![imbalance.jpeg](attachment:3a7c6b78-4d72-46ee-994e-bc5934f17069.jpeg)

## What is Imbalance distribution in Machine Learning?

This problem generally occurs in classification. In general when classes are not represented equally then we call it imbalance distribution. In real life maximum problem we face are imbalance problem like frud detection, disease detection, spam filtering, click prediction etc. In frud detection dataset `not fraud` samples are lot more than `fraud`. It creats a imbalance. Let's visualize what imbalace distribution looks like using `ucl-statistics` dataset.

In [None]:
import numpy as np
import pandas as pd
import matplotlib.pyplot as plt
import seaborn as sns
from collections import Counter
#ignore all warnings
import warnings
warnings.filterwarnings('ignore')

df = pd.read_csv('../input/ucl-statistics/ucl_stats.csv')
#creating x and y matrix of features
x1 = df.iloc[:, 2: -1]
y1 = df.iloc[:, -1]
print("Original values in ucl data: %s" % Counter(y1))

fig = sns.countplot(x = 'champions', data = df)
fig.set_xticklabels(labels=['Not Champion', 'Champion'])
plt.xlabel('');

We have 692 samples in Not Champion class and only 28 samples in Champion class. So clearly we are dealing with a imbalanced dataset. There are two types of imbalance.

    1. Slight imbalance
    
    2. Severe imbalance
    
#### Slight imbalance: 
When the ratio of two sample is 6:4 in trainning set then the dataset is slightly imbalance.

#### Severe imbalance:
When the ration is 100:1 or 1000:1 or even more than it is severely imbalance.

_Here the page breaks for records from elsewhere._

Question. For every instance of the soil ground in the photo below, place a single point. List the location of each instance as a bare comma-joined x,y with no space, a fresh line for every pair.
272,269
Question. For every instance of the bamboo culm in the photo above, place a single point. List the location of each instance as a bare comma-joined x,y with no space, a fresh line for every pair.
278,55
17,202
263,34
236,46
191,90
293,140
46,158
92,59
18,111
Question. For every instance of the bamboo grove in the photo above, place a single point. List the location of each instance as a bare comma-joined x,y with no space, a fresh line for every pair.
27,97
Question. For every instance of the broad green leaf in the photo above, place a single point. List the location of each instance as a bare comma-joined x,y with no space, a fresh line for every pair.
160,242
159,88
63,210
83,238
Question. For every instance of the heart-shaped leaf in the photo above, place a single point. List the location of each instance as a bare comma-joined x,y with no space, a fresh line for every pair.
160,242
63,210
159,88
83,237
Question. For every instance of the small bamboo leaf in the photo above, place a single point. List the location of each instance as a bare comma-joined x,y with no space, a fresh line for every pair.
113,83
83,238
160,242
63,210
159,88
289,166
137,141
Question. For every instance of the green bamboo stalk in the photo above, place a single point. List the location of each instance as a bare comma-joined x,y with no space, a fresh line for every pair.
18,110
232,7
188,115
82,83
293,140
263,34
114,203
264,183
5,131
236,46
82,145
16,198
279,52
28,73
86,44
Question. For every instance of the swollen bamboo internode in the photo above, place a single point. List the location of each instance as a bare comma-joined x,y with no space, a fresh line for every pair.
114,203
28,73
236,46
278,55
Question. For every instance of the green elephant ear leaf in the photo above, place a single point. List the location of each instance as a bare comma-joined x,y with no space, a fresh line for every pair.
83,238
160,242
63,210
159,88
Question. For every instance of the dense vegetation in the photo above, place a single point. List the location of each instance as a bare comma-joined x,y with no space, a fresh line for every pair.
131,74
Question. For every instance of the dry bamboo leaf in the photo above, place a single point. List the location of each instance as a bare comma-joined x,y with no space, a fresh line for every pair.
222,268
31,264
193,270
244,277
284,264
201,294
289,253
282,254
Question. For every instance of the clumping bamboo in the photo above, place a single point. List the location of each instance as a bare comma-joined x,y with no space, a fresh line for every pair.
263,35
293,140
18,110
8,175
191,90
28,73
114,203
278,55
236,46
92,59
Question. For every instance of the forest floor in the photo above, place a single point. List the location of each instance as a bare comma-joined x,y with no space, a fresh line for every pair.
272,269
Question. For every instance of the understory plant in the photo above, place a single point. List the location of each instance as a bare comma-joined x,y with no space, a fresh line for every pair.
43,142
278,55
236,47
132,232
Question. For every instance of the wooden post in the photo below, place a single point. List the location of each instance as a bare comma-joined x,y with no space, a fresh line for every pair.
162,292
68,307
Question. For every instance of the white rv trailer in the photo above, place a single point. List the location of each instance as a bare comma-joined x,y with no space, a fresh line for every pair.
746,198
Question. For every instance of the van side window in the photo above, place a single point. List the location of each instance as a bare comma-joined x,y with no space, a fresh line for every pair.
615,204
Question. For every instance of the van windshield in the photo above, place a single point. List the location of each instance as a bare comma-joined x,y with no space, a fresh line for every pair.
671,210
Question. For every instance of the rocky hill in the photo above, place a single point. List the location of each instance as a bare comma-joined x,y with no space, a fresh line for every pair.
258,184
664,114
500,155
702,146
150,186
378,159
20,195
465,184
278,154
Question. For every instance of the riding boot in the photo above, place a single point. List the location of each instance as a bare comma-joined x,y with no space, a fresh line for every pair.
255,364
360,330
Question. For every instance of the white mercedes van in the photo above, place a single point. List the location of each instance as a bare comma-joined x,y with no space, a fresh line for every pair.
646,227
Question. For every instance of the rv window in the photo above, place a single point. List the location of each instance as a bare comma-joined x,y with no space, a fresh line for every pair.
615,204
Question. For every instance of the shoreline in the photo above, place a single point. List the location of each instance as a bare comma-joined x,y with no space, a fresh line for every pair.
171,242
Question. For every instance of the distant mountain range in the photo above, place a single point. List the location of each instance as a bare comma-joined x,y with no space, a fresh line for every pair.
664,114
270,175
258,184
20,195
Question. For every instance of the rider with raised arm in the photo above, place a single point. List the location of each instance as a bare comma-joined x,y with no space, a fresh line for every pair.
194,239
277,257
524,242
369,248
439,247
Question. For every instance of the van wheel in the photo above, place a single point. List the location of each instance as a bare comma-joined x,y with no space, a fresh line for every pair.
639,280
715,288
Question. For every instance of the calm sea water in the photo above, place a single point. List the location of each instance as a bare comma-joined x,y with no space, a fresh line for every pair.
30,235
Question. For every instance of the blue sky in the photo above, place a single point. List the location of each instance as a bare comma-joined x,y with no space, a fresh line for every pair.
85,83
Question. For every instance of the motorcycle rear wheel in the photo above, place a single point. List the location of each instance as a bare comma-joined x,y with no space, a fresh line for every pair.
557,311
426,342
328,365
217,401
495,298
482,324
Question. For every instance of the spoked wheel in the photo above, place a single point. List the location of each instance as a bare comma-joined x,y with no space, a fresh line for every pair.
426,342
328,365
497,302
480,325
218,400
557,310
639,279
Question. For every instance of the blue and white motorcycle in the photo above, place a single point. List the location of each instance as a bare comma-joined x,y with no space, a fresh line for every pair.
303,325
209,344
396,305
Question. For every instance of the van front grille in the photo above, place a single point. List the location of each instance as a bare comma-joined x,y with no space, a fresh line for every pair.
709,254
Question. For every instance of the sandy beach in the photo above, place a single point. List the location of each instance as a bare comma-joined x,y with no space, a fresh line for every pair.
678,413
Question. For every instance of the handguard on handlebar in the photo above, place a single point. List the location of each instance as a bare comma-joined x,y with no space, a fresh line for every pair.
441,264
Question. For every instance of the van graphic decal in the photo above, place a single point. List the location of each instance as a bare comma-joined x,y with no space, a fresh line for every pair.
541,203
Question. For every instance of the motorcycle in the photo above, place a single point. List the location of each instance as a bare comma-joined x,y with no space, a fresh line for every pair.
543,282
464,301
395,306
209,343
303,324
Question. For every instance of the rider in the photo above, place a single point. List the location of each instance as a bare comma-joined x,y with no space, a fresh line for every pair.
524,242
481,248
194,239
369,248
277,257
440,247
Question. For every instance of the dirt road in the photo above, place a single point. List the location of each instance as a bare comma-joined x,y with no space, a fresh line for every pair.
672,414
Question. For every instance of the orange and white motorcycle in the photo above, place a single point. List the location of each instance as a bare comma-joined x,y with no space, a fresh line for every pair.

## What happens when we apply ML on Imbalanced dataset!

In [None]:
#splitting to train and test set
from sklearn.model_selection import train_test_split
x_train, x_test, y_train, y_test = train_test_split(x1, y1, test_size = 0.25, random_state = 7)

from sklearn.ensemble import RandomForestClassifier
clf = RandomForestClassifier(random_state = 31)

# Fit random hyperparameter search model
clf.fit(x_train, y_train)
score = clf.score(x_test, y_test)

print("Model accuracy in ucl data without dealing with Imbalance problem is: " + str(round((score * 100), 2)) + '%')

**95.56% accuracy!**

But this is no what we desier. Let's first see the classification report.

In [None]:
#making prediction
y_preds = clf.predict(x_test)
from sklearn.metrics import classification_report
print(classification_report(y_test, y_preds))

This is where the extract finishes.